When people hear the word albinism, they often picture very light skin, white hair, or pale eyes. But albinism is far more than a difference in appearance — it is a genetic condition that affects how the body produces melanin, the pigment responsible for coloring the skin, hair, and eyes.

Melanin does more than determine how someone looks. It plays a crucial role in the development of the eyes and the visual system. When the body produces little or no melanin, it can lead to vision challenges such as light sensitivity, reduced visual sharpness, involuntary eye movements, and difficulties with depth perception. For many individuals with albinism, bright sunlight is not just uncomfortable — it can significantly impact daily life.

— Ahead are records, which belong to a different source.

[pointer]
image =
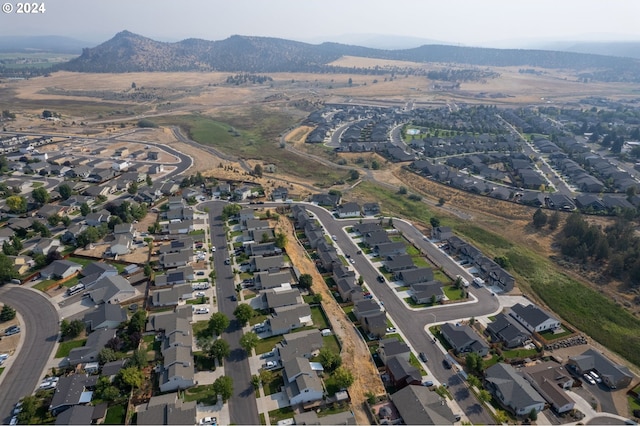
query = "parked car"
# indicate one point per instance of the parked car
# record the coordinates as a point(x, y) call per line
point(587, 378)
point(14, 329)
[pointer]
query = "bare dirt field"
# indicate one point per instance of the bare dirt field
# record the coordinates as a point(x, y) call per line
point(355, 353)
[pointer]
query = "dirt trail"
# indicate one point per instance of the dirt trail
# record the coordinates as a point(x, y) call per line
point(355, 353)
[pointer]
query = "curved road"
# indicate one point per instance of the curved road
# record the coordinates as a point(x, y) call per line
point(40, 327)
point(412, 322)
point(243, 409)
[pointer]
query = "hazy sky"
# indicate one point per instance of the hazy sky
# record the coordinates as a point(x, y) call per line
point(471, 22)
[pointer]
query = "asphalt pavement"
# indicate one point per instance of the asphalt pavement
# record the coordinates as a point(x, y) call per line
point(40, 327)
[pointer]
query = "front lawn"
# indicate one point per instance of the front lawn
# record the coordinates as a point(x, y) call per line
point(452, 292)
point(202, 394)
point(318, 318)
point(115, 415)
point(280, 414)
point(65, 347)
point(266, 345)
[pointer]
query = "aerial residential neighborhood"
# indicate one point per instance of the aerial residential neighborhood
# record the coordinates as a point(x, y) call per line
point(319, 222)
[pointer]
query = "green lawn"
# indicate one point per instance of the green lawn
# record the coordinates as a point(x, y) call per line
point(65, 347)
point(414, 361)
point(331, 342)
point(519, 353)
point(266, 345)
point(318, 317)
point(202, 394)
point(452, 293)
point(274, 385)
point(115, 415)
point(280, 414)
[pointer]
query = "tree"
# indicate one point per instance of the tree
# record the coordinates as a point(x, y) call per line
point(219, 350)
point(7, 313)
point(243, 313)
point(17, 203)
point(85, 209)
point(137, 322)
point(223, 386)
point(342, 378)
point(131, 377)
point(330, 360)
point(539, 218)
point(107, 355)
point(281, 240)
point(65, 191)
point(249, 341)
point(41, 195)
point(554, 220)
point(305, 281)
point(133, 188)
point(218, 323)
point(484, 395)
point(30, 406)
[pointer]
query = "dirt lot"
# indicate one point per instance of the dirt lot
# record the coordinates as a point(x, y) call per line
point(355, 353)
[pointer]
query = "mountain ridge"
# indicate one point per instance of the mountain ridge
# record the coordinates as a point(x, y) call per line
point(130, 52)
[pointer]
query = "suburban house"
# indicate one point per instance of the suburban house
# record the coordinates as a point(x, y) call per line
point(402, 373)
point(365, 307)
point(177, 369)
point(46, 246)
point(417, 405)
point(282, 296)
point(414, 276)
point(305, 343)
point(392, 347)
point(96, 341)
point(348, 210)
point(171, 296)
point(463, 339)
point(111, 289)
point(167, 409)
point(533, 318)
point(105, 315)
point(301, 381)
point(551, 380)
point(512, 391)
point(72, 390)
point(424, 293)
point(60, 269)
point(374, 323)
point(288, 318)
point(506, 329)
point(613, 375)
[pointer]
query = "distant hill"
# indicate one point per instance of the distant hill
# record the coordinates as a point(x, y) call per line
point(49, 44)
point(128, 52)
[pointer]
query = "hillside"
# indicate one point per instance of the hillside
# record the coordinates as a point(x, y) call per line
point(128, 52)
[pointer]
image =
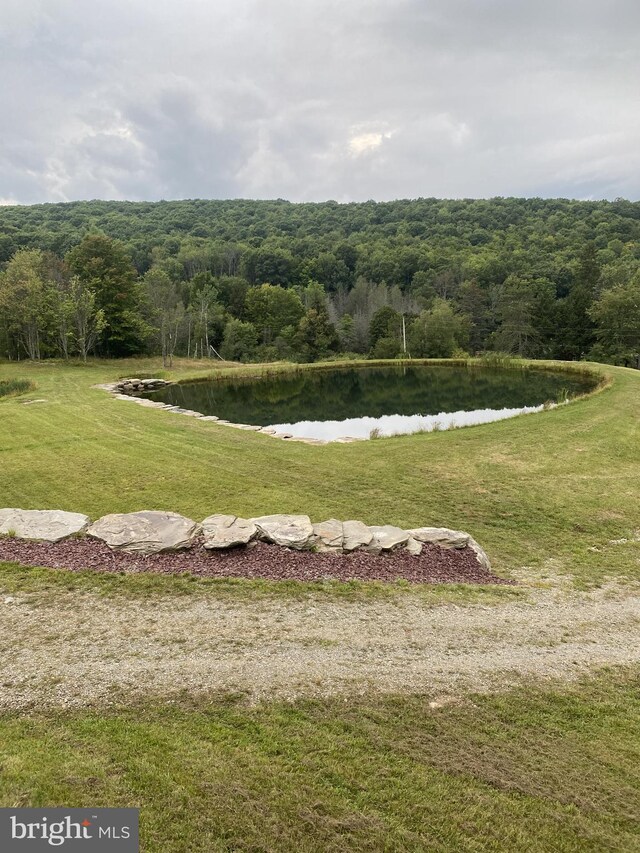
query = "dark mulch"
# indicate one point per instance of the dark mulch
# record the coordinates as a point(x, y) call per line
point(434, 565)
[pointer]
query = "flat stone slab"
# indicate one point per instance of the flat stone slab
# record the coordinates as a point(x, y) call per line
point(329, 535)
point(387, 537)
point(356, 535)
point(47, 525)
point(442, 536)
point(227, 531)
point(290, 531)
point(147, 532)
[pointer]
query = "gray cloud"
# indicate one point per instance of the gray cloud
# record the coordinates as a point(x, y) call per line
point(314, 100)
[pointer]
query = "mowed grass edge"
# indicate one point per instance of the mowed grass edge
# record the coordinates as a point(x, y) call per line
point(548, 492)
point(539, 768)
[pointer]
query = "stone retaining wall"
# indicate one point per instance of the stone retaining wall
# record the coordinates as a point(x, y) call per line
point(151, 532)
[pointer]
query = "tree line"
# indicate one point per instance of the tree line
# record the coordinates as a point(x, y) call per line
point(263, 281)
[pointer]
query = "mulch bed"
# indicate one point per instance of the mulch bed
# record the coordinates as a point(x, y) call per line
point(434, 565)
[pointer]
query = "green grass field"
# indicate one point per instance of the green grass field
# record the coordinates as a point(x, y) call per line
point(545, 767)
point(547, 492)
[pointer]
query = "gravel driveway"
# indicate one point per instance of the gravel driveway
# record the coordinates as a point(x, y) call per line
point(82, 649)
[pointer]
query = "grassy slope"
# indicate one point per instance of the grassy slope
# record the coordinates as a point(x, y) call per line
point(532, 770)
point(547, 491)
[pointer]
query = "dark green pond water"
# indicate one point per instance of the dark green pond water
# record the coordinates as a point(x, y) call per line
point(330, 404)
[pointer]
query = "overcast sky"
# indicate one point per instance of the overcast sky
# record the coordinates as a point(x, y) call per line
point(318, 99)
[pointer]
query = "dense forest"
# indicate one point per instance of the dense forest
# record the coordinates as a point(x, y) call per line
point(266, 280)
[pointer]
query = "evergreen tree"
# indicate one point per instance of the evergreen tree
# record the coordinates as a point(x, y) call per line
point(105, 268)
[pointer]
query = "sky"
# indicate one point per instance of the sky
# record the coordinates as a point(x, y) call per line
point(311, 100)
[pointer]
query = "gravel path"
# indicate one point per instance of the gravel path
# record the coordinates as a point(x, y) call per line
point(77, 649)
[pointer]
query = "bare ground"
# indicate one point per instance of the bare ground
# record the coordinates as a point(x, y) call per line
point(70, 650)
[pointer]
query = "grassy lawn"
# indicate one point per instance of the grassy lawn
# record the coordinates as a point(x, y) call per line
point(548, 493)
point(530, 770)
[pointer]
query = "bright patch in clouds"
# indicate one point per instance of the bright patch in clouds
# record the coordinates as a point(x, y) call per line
point(364, 142)
point(319, 99)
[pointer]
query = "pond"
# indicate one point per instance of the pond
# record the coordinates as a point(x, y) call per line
point(332, 403)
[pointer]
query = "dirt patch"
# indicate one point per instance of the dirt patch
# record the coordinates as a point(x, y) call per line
point(71, 649)
point(434, 565)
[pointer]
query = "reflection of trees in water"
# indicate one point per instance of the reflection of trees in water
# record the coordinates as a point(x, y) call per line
point(371, 392)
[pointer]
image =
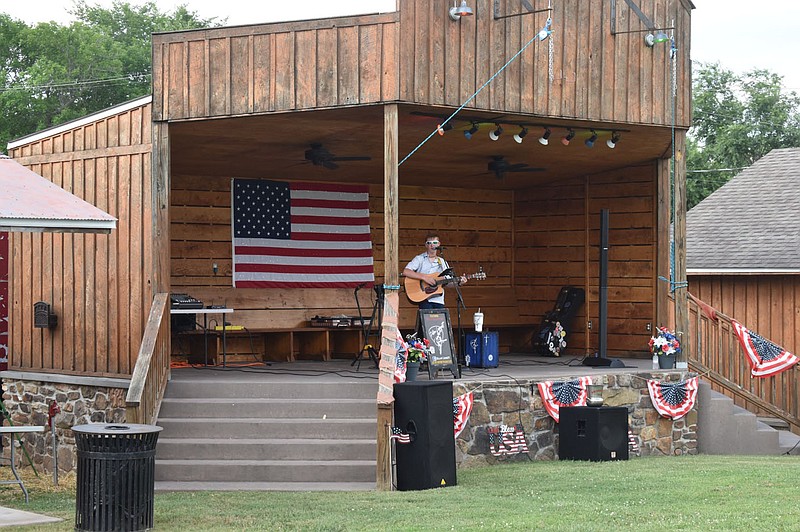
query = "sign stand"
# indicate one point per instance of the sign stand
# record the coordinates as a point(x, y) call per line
point(435, 326)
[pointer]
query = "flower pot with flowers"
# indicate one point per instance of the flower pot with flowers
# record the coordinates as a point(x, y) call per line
point(665, 346)
point(418, 351)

Albinism is inherited, typically passed down when both parents carry a specific gene variant. It is not contagious, not caused by lifestyle choices, and not the result of environmental factors. It is simply a natural genetic variation present from birth.

Beyond the medical aspects, the social reality can be even more complex. In certain parts of the world, particularly in some regions of Africa, people with albinism face discrimination, stigma, and harmful myths. Misunderstanding has, in some cases, led to isolation or even violence. This makes education and awareness critically important.

At its core, albinism is not something to fear or sensationalize. It is a biological condition — and the real challenge often lies not in the lack of pigment, but in the lack of understanding.